Overview
In the context of both the REA and REM projects, a part-of-speech tagset for the annotation of historical German was developed. The tagset is guided by the Stuttgart-Tübingen-Tagset (STTS) for Modern Standard German in that it adopts a number of tags and the hierachical tag design.

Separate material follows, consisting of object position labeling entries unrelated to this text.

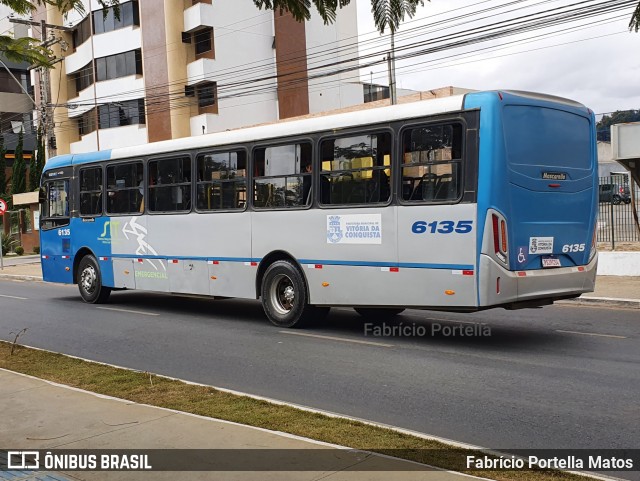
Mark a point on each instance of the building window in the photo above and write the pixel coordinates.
(125, 188)
(280, 173)
(431, 163)
(81, 33)
(119, 65)
(130, 112)
(106, 21)
(8, 84)
(356, 170)
(170, 185)
(84, 77)
(203, 40)
(206, 94)
(222, 181)
(91, 191)
(87, 122)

In addition to it, it contains several new POS tags as well as more fine-grained distinctions for several major word classes.
Main Characteristics
-
Main POS tags
HiTS distinguishes between the following main POS tags which themselves are divided into several sub-tags:- ADJ – adjectives
- AP – adpositions
- AV – adverbs
- CARD – cardinal numbers
- D – determiners
- P – pronouns
- PAV – pronominal adverbs
- PTK – particels
- V – verbs
- ITJ, FM – miscellaneous
- $ – punctuation marks
-
Token-specific vs. lemma-specific annotation
A special feature of HiTS is the distinction between a token-specific annotation and a lemma-specific annotation. In the former, a token is tagged according to its actual use while in the latter the corresponding lemma of that token is annotated, i.e. all tokens are annotated with two tags. As a result, it is e.g. possible to distinguish between an adjective and its actual adverbial usage (as in ex. (a)) or between a verb and its actual use as a noun (as in ex. (b)). This double annotation allows for monitoring language change due to a change in a words category.(a) lebet rehto/ADJ > AVD ‘live fair’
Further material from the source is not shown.